An English translation by Archibald Colquhoun was published in 1962. The novel influenced Pirandello's I vecchi e i giovani and Giuseppe Tomasi di Lampedusa's The Leopard. The film adaptation I Viceré was directed by Roberto Faenza and premiered in 2007.

==Contents and style==

The novel, consisting of three parts, is based upon the story of the fictional Uzeda princes of Francalanza. This family served as viceroys during the previous Spanish rule of the Kingdom of Sicily. The plot, focusing on the social and political background of the time, follows the private history of the Uzedas during the last year of Bourbon domination in the Kingdom of the Two Sicilies and the first decades of the Kingdom of Italy, portraying the transition from feudalism to a parliamentary system.

The Uzedas are depicted, in their will to power, desperation, and cruelty, as representatives of a race that has degenerated into madness. Yet, however delirious and blind to social and political realities, they are capable of adapting to the new order, accommodating their economic interests with those of the bourgeoisie to retain their privileges and capacity to rule. De Roberto's wholly negative message is that history is monotonous repetition; what looks like change is only an illusion: the nobility will always find a way of being in control. It is a message meant to undermine bourgeois belief in social progress.
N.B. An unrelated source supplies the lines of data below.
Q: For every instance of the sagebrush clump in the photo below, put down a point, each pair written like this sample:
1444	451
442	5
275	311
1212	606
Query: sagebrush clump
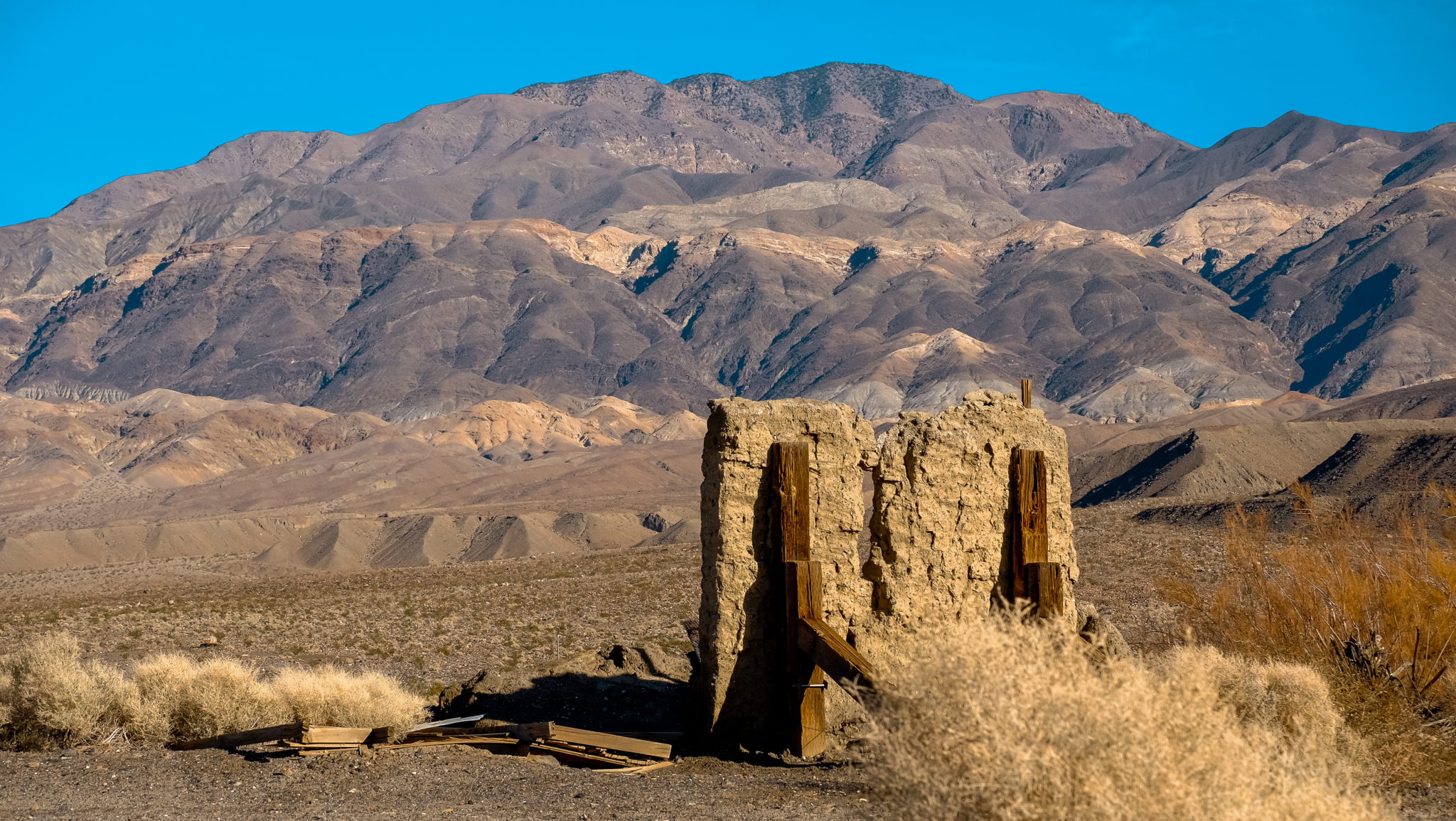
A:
1372	606
1015	721
48	696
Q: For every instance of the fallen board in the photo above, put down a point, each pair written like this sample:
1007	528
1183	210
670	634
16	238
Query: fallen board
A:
261	736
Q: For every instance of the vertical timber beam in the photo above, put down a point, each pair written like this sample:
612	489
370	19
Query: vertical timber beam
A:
1028	500
803	594
1044	586
804	584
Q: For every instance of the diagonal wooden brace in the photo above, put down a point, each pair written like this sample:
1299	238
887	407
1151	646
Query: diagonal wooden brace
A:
839	661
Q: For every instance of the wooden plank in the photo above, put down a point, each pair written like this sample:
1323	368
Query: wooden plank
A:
468	740
1028	504
446	722
261	736
583	757
791	485
641	771
551	731
804	599
608	741
1044	587
337	734
287	744
840	661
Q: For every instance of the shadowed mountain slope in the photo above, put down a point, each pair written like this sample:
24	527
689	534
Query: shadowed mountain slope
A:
846	232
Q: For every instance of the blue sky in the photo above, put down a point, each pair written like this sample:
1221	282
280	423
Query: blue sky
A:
95	90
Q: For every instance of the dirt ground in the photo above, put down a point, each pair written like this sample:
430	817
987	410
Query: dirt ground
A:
453	782
436	626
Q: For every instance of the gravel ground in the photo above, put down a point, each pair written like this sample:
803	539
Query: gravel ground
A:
453	782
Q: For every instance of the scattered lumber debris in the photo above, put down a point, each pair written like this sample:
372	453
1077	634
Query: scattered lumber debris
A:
637	753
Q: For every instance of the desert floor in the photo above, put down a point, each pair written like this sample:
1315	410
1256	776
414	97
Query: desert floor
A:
434	626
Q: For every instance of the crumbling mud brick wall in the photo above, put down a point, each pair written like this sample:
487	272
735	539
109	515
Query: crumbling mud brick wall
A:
742	622
939	539
943	519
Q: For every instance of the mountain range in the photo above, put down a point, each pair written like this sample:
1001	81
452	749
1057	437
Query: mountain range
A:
843	232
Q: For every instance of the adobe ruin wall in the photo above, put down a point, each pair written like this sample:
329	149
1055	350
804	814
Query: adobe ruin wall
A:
938	549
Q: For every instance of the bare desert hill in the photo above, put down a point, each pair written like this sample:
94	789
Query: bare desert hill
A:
843	232
168	475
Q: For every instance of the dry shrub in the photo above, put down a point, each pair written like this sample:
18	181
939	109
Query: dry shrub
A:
1017	722
332	696
1372	606
216	696
50	696
53	696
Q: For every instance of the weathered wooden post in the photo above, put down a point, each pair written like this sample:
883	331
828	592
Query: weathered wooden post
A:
810	645
1028	504
803	593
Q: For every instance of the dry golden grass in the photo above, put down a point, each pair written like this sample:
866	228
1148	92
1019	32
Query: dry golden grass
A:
216	696
51	697
1015	722
337	697
1374	607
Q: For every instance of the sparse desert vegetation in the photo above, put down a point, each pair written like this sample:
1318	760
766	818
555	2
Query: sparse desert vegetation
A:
1019	721
1369	603
54	699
De Roberto uses the literary style of verismo (the Italian expression of literary Naturalism) and adopts no privileged point of view (neither the narrator's nor any other's), but instead displays a plurality of voices. Mass scenes are present, as well as the detailed description of various social backgrounds. The primary aim of all members of the Uzeda family is to retain power regardless of the changes that occur, even if this requires actions that the reader will undoubtedly judge to be cynical or even absurd. De Roberto portrays a world undergoing fundamental change, but which seemingly holds no hope for the future: no aspect of society is represented as free from corruption.